O ministro do STF (Supremo Tribunal Federal) Gilmar Mendes, torcedor do Santos, não perde a piada. “Vou reclamar com o Francisco”, brinca, entre amigos.
Francisco Schertel Mendes, seu filho de 41 anos, é o mais novo e poderoso cartola brasileiro.
O cargo formal que ocupa desde janeiro no ecossistema do futebol parece discreto diante do poder que de fato exerce: vice-presidente da Federação Matogrossense de Futebol.
Mas foi com esse mandato que Francisco passou a ter assento na assembleia da CBF, direito a voto e influência.
Não é só isso. Ele é hoje o único brasileiro membro do comitê disciplinar da Fifa —aquele que anulou o cartão vermelho do jogador americano Balogun após pedido do presidente Donald Trump. Segundo Francisco disse a aliados, a decisão não foi deliberada por todos os membros e não o incluiu.
Francisco é também “patrono” da CBF Academy, braço acadêmico da confederação, em parceria feita desde 2023 com o IDP (Instituto Brasileiro de Ensino, Desenvolvimento e Pesquisa), fundado por Gilmar e comandado pela família —o filho é diretor-geral.
Bastaria dizer que o presidente da CBF, Samir Xaud, é egresso da CBF Academy. Mas a influência não se restringe a isso.
Com indicados espalhados pelos departamentos da confederação e aliados em postos-chave da gestão, Francisco é a voz mais influente nos principais debates da CBF hoje.
Por ser filho do ministro do STF e poderoso na CBF, carrega a fama —para o bem e para o mal.

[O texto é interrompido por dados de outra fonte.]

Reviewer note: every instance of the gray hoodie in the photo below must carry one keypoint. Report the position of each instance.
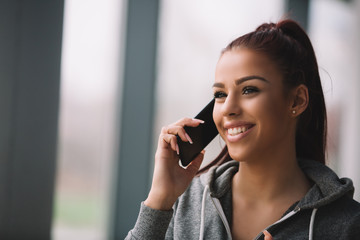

Dirigentes de federações pelo país dizem reservadamente que a presença do filho do ministro intimida. São poucos os que têm coragem de contrariar ou contestar os Mendes, e ainda assim se o fazem é com máxima discrição.

“A turma de Brasília”
Apesar da queda precoce na Copa, não há assunto que mobilize mais as rodas do esporte que a disputa de bilhões de reais entre cartolas e a Faria Lima na formação de uma liga profissional que organize o Campeonato Brasileiro.
A turma de Francisco está integralmente dedicada a rescindir os contratos da FFU (Futebol Forte União), um bloco que negocia os direitos de transmissão da maioria dos clubes das séries A e B.
Com a corretora XP entre os investidores, a FFU fechou um acordo de 50 anos com os clubes, que agora começam a desistir do contrato, considerando-o um mau negócio.
A mudança de posição dos clubes é resultado do esforço da “turma de Brasília”, como é conhecido o grupo de Francisco. Com advogados e gestores na equipe, eles se reuniram individualmente e, duas vezes, com todos os representantes dos 40 clubes do Brasileirão.
O objetivo é desfazer os blocos existentes e formar uma liga profissional única com os clubes, que possa manter o vínculo com a CBF, sem interferência de investidores externos.
Mergulhados nessa disputa, dirigentes da CBF estão mais preocupados com uma eventual derrota para banqueiros do que com a eliminação nas oitavas de final da Copa. Com este revés, já se conformaram. E unificaram o discurso sobre a queda.
“Tudo muito triste, não era o que a gente queria”, reconheceu Ricardo Gluck Paul, um dos vice-presidentes da CBF, que integra o mesmo grupo de Francisco.
“Mas estamos construindo um novo ciclo agora. Não é justificar, não ter passado das oitavas significa uma campanha muito ruim. Mas a gente está muito tranquilo com o trabalho transformador que estamos fazendo, com o grupo para aprimorar as categorias de base. Esse sim fala muito de futuro.”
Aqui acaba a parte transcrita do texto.